Em 2022 assinalam-se 10 anos da publicação de “Autismo” do escritor Português Valério Romão (ler entrevista) na editora Abysmo, fundada por João Paulo Cotrim. Este livro deu início à trilogia “Paternidades Falhadas”, que corresponde a três temas ligados à família. Estes debruçam-se sobre diferentes fases da parentalidade e situações que a podem afligir. Os conceitos base que se estabelecem como espinha dorsal de cada história são: o Autismo na infância; a morte fetal; o diagnóstico precoce de Alzheimer. Estes temas delineados pelo autor, são explorados em vários contextos que vão da saúde mental e física, à crítica da sociedade, a momentos filosóficos que complementam a profundidade narrativa. As ilustrações dos três livros são da autoria do artista Alex Gozblau, que captura visualmente a emoção das narrativas.

Autismo” (2012)

A génese do “Autismo” provém da experiência pessoal e familiar de Valério Romão, portanto, este é o livro da trilogia com maior teor autobiográfico. O núcleo familiar da primeira história da trilogia é materializado em Marta, Rogério e Henrique (mãe, pai e filho respectivamente). 

O desespero assola este casal a partir do momento em que notam as diferenças comportamentais e de desenvolvimento do filho, comparado com crianças da mesma idade ou até mais novas. Nos primeiros meses de vida de Henrique, ficam presos à ansiedade do diagnóstico, que tornará reais os seus medos e suspeitas. O diagnóstico e consequente busca de tratamento e terapia, espoleta uma sequência surreal de tratamentos, que desembocam em positividade tóxica e charlatanices abundantes, com poucos ou nenhuns resultados.
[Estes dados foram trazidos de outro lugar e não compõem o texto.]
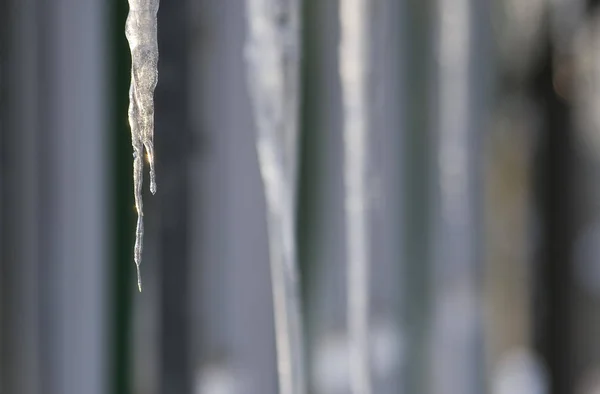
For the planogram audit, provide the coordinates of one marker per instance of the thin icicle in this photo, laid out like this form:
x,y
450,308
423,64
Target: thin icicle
x,y
354,69
272,53
140,30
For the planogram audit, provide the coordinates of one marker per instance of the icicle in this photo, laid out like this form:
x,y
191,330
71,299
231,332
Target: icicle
x,y
354,69
140,30
272,53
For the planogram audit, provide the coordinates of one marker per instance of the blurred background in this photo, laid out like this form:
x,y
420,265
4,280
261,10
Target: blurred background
x,y
484,193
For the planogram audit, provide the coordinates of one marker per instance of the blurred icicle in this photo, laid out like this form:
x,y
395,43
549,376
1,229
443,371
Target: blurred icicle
x,y
140,30
354,70
273,57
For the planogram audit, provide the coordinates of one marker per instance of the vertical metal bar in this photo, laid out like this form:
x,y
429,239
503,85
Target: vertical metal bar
x,y
20,360
173,137
273,55
354,72
454,349
73,188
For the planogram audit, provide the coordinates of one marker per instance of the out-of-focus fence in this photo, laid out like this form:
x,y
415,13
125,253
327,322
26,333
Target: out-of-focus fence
x,y
442,160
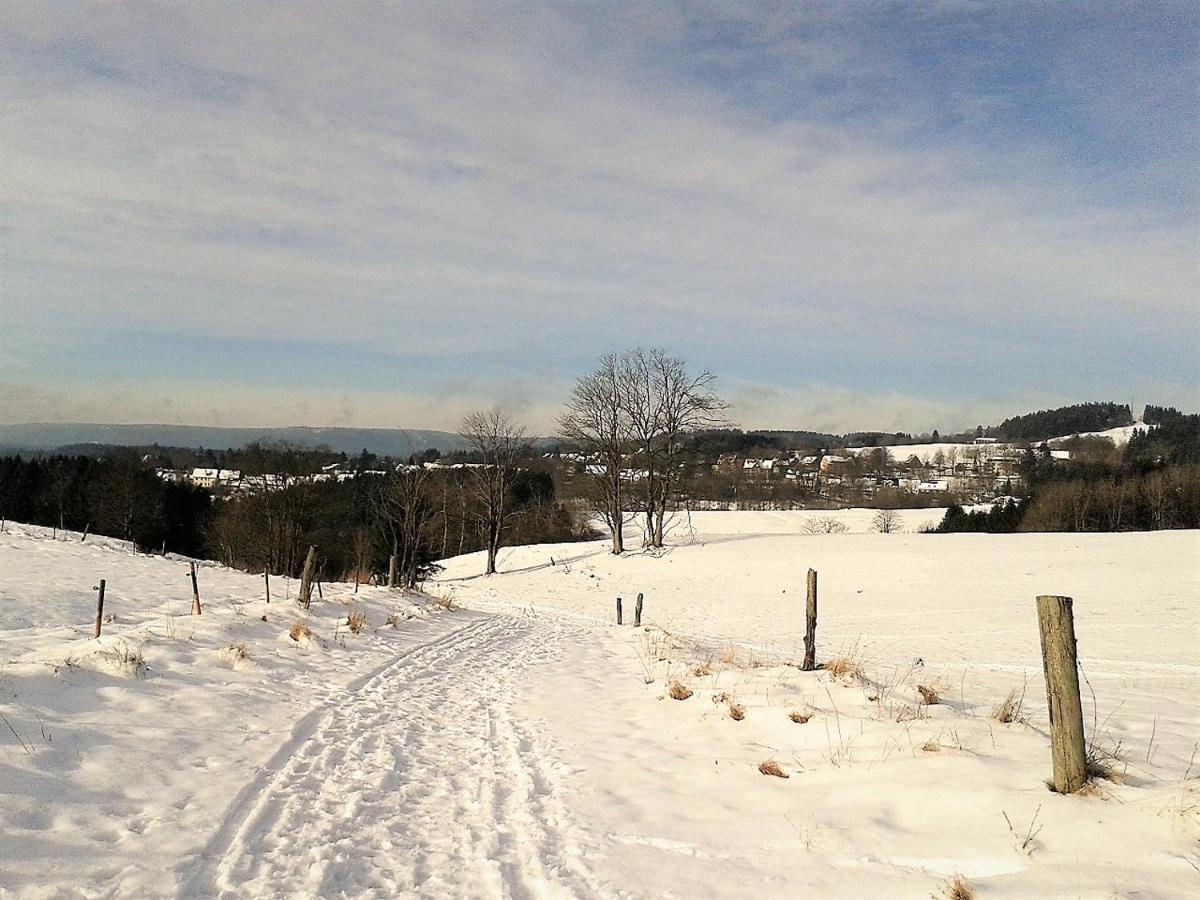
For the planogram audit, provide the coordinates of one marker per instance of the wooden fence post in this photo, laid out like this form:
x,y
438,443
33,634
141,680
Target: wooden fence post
x,y
810,624
1060,663
100,609
196,591
310,564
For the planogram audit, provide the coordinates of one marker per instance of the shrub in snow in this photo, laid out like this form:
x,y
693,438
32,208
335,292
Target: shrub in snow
x,y
769,767
678,691
300,633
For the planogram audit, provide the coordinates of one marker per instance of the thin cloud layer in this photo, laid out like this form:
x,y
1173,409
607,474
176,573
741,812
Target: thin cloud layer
x,y
378,215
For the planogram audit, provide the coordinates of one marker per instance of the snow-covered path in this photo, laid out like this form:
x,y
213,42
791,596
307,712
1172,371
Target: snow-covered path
x,y
421,783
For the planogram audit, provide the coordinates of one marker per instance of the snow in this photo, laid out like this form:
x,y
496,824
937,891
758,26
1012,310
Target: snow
x,y
523,745
1119,435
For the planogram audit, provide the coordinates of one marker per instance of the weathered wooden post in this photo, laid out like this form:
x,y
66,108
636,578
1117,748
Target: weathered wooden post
x,y
310,564
196,591
810,624
100,609
1060,663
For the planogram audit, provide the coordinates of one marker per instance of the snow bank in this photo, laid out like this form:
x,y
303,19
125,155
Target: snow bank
x,y
887,796
120,756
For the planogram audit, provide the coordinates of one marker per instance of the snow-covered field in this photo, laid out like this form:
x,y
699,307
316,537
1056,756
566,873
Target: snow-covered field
x,y
525,745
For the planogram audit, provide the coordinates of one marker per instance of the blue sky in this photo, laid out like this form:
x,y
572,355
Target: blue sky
x,y
858,215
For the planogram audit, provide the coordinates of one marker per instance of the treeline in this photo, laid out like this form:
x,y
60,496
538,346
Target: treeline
x,y
391,525
117,496
1074,419
1174,441
1155,484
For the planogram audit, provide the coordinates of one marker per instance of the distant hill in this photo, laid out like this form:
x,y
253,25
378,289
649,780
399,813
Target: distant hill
x,y
383,442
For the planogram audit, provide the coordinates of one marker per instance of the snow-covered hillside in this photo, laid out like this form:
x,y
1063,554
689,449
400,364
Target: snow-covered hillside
x,y
1119,436
523,745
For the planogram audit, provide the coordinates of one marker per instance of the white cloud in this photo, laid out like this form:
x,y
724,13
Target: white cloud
x,y
516,183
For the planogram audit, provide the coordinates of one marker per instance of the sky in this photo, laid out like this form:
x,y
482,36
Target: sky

Todo este processo dá inicio à implosão emocional entre Marta e Rogério.

“Marta, que, como todas as mães, queria ser chamada de mãe, pela primeira e não única vez, porque essa evocação primeva exortaria definitivamente os fantasmas da culpa e do amor, aqueles que se originavam nela por ter passado a amar Henrique tão extraordinariamente sem que desse amor resultasse o milagre da palavra ou a retribuição apaixonada de um abraço.”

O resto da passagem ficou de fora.